The Adversarial Tribunal — Probability Lab

Stage V

Three roles, one world on trial

For each scenario, three specialised agents convene. This is deliberately judicial rather than conversational: the roles have opposing mandates, each case has required elements it must contain, and eloquence earns nothing. The structure exists because single-pass estimates inherit whichever framing the model happened to adopt — forcing the strongest case on both sides before any number is assigned is the most reliable de-biasing device available.

Both cases have mandatory elements — no vibes, no rhetoric. The Skeptic's “count of what must all go right” feeds directly into the conjunction checks downstream.

Calibration by construction

The judge's checklist

The Judge is the only role allowed to assign numbers, and is bound to a five-step checklist drawn from the calibration literature. The order matters — the base rate comes first, so the specific story has to move the number rather than set it.

Step 4 targets the conjunction fallacy directly: vivid, specific scenarios feel more probable precisely when they should be judged less probable.

The ruling

Two probabilities per world — and the honesty around them

Each ruling separates two questions that casual forecasting conflates: P(world) — how likely is it that this scenario actually occurs — and P(YES | world) — if it does occur, how likely is the outcome to resolve YES. The product of the two, normalised across the set, is the scenario's weighted contribution to the forecast. A thrilling world that is 8% likely moves the number far less than a dull world at 30%.

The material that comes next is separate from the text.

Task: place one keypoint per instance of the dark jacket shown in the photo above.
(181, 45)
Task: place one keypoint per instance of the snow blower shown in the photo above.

A ruling in full. The interval, precondition count, and time-feasibility score are not commentary — each feeds a specific downstream mechanism (Monte Carlo, conjunction discount, time-window discount).

Independence by design

Tribunals run independently — no judge sees another scenario's numbers, so rulings cannot anchor on each other. Disagreement between Advocate and Skeptic is itself recorded (low / moderate / severe) and displayed, because a scenario the roles fought over deserves more scrutiny than one they agreed about.

P(world)

The judged probability that this scenario actually occurs.

P(YES | world)

The judged probability of the outcome, conditional on the scenario occurring — with an 80% interval.

Preconditions

The count of independent things that must all go right; long chains trigger the conjunction discount.

Time feasibility

Whether the causal chain can complete inside the resolution window; low scores trigger the time discount.